Delaware Secretary of Finance Michael Smith said last month that the proposal expands the state’s definition of taxable tobacco products to include in modern forms of nicotine consumption.
“There are alternative, more modern forms of nicotine consumption now that are included in our definition of the tobacco tax,” Smith said. “So the bill addresses that, as well as nicotine pouches and things like that.”
If state lawmakers approved the proposed tobacco increases, Delaware would be the second-highest neighboring state for cigarette taxes, according to the American Lung Association. Maryland is $5, New Jersey is $3 and Pennsylvania is $2.60.
State Rep. Jeffrey Spiegelman, R-Clayton, said his support will hinge on how Delaware ranks with those nearby states.
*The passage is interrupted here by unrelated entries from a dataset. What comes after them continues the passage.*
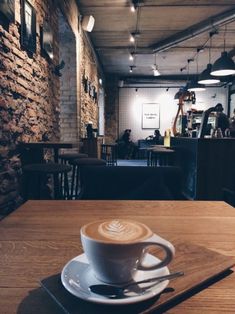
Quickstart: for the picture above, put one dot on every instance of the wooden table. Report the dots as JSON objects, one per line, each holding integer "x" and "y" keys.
{"x": 35, "y": 149}
{"x": 41, "y": 236}
{"x": 158, "y": 155}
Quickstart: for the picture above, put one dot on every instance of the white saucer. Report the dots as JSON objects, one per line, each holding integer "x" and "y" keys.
{"x": 77, "y": 276}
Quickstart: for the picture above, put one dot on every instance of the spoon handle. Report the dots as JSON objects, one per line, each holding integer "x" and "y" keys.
{"x": 159, "y": 278}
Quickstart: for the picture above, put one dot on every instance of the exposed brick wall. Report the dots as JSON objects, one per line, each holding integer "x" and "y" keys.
{"x": 30, "y": 93}
{"x": 89, "y": 108}
{"x": 29, "y": 99}
{"x": 68, "y": 84}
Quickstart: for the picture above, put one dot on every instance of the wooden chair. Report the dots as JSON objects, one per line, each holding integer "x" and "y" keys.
{"x": 77, "y": 164}
{"x": 35, "y": 180}
{"x": 109, "y": 153}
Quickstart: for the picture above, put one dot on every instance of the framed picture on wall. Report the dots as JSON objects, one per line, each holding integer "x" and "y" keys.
{"x": 47, "y": 40}
{"x": 151, "y": 116}
{"x": 7, "y": 9}
{"x": 28, "y": 26}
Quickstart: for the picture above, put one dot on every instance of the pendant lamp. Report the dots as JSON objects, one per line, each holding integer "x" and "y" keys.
{"x": 224, "y": 65}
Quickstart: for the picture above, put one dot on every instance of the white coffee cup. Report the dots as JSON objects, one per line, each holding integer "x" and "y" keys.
{"x": 115, "y": 249}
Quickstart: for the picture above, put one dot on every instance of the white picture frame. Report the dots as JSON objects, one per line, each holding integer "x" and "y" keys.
{"x": 150, "y": 116}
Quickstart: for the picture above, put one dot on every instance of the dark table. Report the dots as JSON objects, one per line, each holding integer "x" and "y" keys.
{"x": 33, "y": 152}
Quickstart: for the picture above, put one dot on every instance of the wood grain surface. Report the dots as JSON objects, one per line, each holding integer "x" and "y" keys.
{"x": 41, "y": 236}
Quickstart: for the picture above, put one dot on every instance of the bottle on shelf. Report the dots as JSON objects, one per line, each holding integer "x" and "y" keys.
{"x": 167, "y": 138}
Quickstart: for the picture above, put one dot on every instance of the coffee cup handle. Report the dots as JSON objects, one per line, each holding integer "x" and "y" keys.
{"x": 164, "y": 244}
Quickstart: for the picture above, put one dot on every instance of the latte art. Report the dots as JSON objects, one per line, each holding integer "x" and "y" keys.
{"x": 120, "y": 230}
{"x": 117, "y": 231}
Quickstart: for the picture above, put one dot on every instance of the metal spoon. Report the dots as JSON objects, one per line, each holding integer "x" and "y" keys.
{"x": 112, "y": 290}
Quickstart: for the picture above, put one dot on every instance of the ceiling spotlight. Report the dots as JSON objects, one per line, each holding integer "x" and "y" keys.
{"x": 156, "y": 72}
{"x": 193, "y": 86}
{"x": 206, "y": 78}
{"x": 223, "y": 66}
{"x": 155, "y": 69}
{"x": 131, "y": 56}
{"x": 88, "y": 23}
{"x": 132, "y": 38}
{"x": 133, "y": 7}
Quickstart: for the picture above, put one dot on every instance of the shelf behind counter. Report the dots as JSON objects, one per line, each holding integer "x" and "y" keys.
{"x": 207, "y": 164}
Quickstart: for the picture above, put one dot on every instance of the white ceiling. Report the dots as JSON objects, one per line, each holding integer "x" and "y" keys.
{"x": 157, "y": 21}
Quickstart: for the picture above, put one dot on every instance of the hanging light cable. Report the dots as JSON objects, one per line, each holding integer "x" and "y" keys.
{"x": 205, "y": 77}
{"x": 224, "y": 65}
{"x": 155, "y": 68}
{"x": 193, "y": 85}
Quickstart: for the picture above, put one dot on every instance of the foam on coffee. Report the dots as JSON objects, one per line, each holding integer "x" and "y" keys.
{"x": 117, "y": 231}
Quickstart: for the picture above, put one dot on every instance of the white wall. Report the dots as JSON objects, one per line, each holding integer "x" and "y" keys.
{"x": 131, "y": 100}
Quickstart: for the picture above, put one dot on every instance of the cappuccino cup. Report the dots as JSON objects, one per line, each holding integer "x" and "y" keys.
{"x": 115, "y": 249}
“You know, Delaware, you’re never more than a half an hour away from another state where you can go and buy these things, tobacco, alcohol, whatever it is,” he said. “So if we’re going to then tax ourselves out of competitiveness with the surrounding states, then the tax itself will have an opposite effect of raising revenue, if that’s really the purpose of the tobacco tax.”
Some state lawmakers say passing increased tobacco taxes are more politically feasible than raising prices on alcohol, pointing out that passing legislation allowing wine to be shipped to Delawearans’ homes took 25 years.
Delaware has the least stiff alcohol taxes when compared to Maryland, Pennsylvania and New Jersey, according to the Tax Foundation. Delaware sits nearly $1 below Maryland at $4.50 per gallon. Maryland is at $5.46 a gallon, New Jersey’s $5.50 a gallon and Pennsylvania is $7.48 per gallon.
Johnny Perez-Gonzalez contributed to this story.